Ma credo quello che ricorderò sempre con più intensità sarà un tratto di strada che abbiamo fatto in automobile nei dintorni di Siena. Il 3 gennaio io e Marco siamo partiti la casa dei suoi genitori a Roma, diretti versi Bologna. Verso l’ora di pranzo, Marco esce dall’autostrada perché ci tiene a portarmi a visitare l’Abbazia di San Galgano. Credetemi, si tratta di una location magica: sulla cime di una collina assolutamente deserta, si trova questa maestosa chiesa che fu realizzata tra il 1220 ed 1268, e che inaugurò lo stile gotico in Italia. Il tetto è interamente crollato nel 1768, e subito dopo l’abbazia è stata abbandonata, sconsacrata e saccheggiata di tutti i materiali di valore. Pertanto una volta entrati si è circondati da questa imponente architettura gotica ma se si alza gli occhi si ha il cielo e per terra c’è il prato. E’ impossibile non rimanerne affascinati. E’ un posto che annienta il dualismo di “dentro e fuori”, di “sacro e pagano”, di “nuovo e vecchio”.Questi contrasti convivono in questo posto magico, vengono annientati e non c’è più conflitto ma totalità. Non sono reduce da una sbronza di fine anno. Sono stato veramente ammaliato e profondamente toccato da questa visita.

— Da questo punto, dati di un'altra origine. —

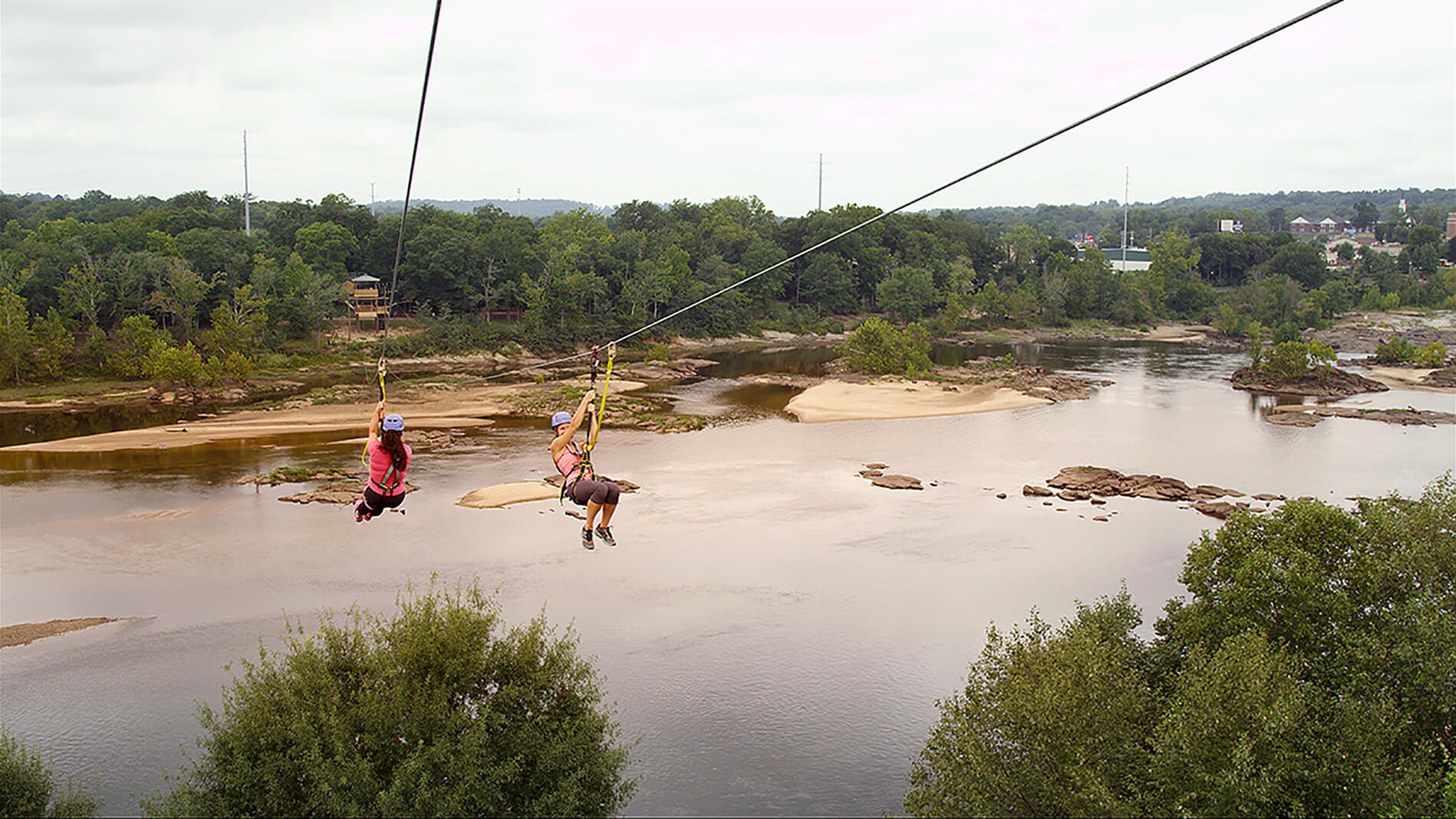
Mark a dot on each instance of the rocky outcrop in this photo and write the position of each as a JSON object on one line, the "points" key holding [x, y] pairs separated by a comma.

Quando siamo ripartiti con la macchina eravamo entrambi soddisfatti, come se ci fossimo scambiati qualche eterna promessa, senza bisogno di verbalizzarla. E per una buona mezz’oretta abbiamo viaggiato, in silenzio, guardando una luna meravigliosa ed enorme che faceva capolino davanti a noi. Prima pallida e quasi invisibile, e via via sempre più accesa e quasi accecante. Marco ha messo un cd, una ristampa di un vecchio disco del 1967 dei Moody Blues. La canzone che ha scelto era “Nights in white Satin”. Io conoscevo solo la cover che nel 2003 Tori Amos aveva cantato a Parigi. Per me è stata come una preghiera. Questa canzone ha aspettato ben 40 anni, per celebrare il nostro amore in una strada in collina. Vi rendete conto? Ascoltare quella canzone, tenere la mia mano sulla sua coscia, ascoltare il suo respiro mi ha fatto sciogliere, mi ha fatto dimenticare la mia individualità, mi ha fatto sentire una cosa sola con lui. Credo sia stato amore, almeno mettendo insieme la vaga conoscenza della materia che mi sono fatto leggendo libri, guardando film e sentendo musica. La luna, la musica, la visita all’abbazia, non ultimo avere Marco accanto è stato un ‘attimo che mi ha consentito di uscire da me stesso, dalle stanze delle mie ossessioni. Io ero parte di un tutto che mi amava, e io amavo tutto quello che mi stava intorno. Il fardello dei mie drammi personali è diventato molto pesante da portare e in quel momento ho sentito la possibilità di abdicare, svestirmi di questo abito da re, abbandonare il trono del “re delle paranoie” che tanto ha condizionato la mia vita.
Questi versi resteranno impressi nella mia memoria:
La bellezza si è sempre perduta in questi occhi. Quale sia realmente la verità non sono più in grado di dirlo.
Perché ti amo sì, ti amo ti amo
Semplicemente, quello che tu vuoi esserealla fine lo sarai.
Ed io ti amo sì, ti amo ti amo.....

L’altro giorno Marco stava scaricando le foto che ci siamo fatti in quella giornata e la telefono mi ha chiesto: “Ma quanto eravamo felici quel giorno? Abbiamo delle espressioni di beatitudine e siamo bellissimi”.